PERDIÓ la oportunidad de hacer las cosas bien al final. Casi todo fue bueno, mejor que otros años, en la gala de los Goya. Andreu Buenafuente y Silvia Abril protagonizaron una sólida puesta en escena y evitaron ese afán tan español de ser chistosos por obligación. Hasta la audiencia, con cerca de 4 millones de espectadores de media, superó la de otras ediciones en Madrid. Hubo lágrimas, emoción, feminismo, atrevimiento, casi nada de politiqueo, escaso glamur y vencedores justos.
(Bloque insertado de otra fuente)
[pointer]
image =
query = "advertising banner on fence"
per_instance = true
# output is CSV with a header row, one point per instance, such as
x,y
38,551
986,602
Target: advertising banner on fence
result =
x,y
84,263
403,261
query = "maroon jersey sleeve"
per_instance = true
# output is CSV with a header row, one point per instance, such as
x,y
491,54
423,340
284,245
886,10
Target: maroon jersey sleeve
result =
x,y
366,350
Menos en el gran premio. Ahí la Academia del Cine se fue al carajo con su partición salomónica, repartiendo los dos principales galardones entre Campeones, mejor película, y El reino, de Rodrigo Sorogoyen, mejor director.

Porque había que ser políticamente correctos y porque un relato sobre la corrupción no debía ser la ganadora absoluta, pese a que sus méritos eran superiores a los de su rival. Fueron por la vía demagógica. Se pusieron el uniforme de Teresa de Calcuta para situar en lo más alto una narración entrañable, de integración y superación de personas discapacitadas; pero cinematográficamente mediocre, dejando un regusto amargo en el cierre deshonroso de la fiesta.

Volvieron a sonar los gabon y eskerrik asko del pasado año, cuando Handia se llevó diez estatuillas en una noche supervasca. Esta vez nos conformamos con el triunfo de Arancha Etxebarria y la historia de amor de Carmen y Lola. Y subimos al escenario por fotografía, vestuario y animación. La mitad del tiempo se fue en la apertura de los sobres. ¿Con qué los cerraron, con engrudo de pared? Menos mal que el pianista James Rhodes, mágico y delicado, puso un adagio de Bach al recuerdo de la gente del cine fallecida, cuatro minutos que lo justificaron todo, al igual que la perfecta humanidad de Jesús Vidal y su glorioso discurso de agradecimiento. Para morirse.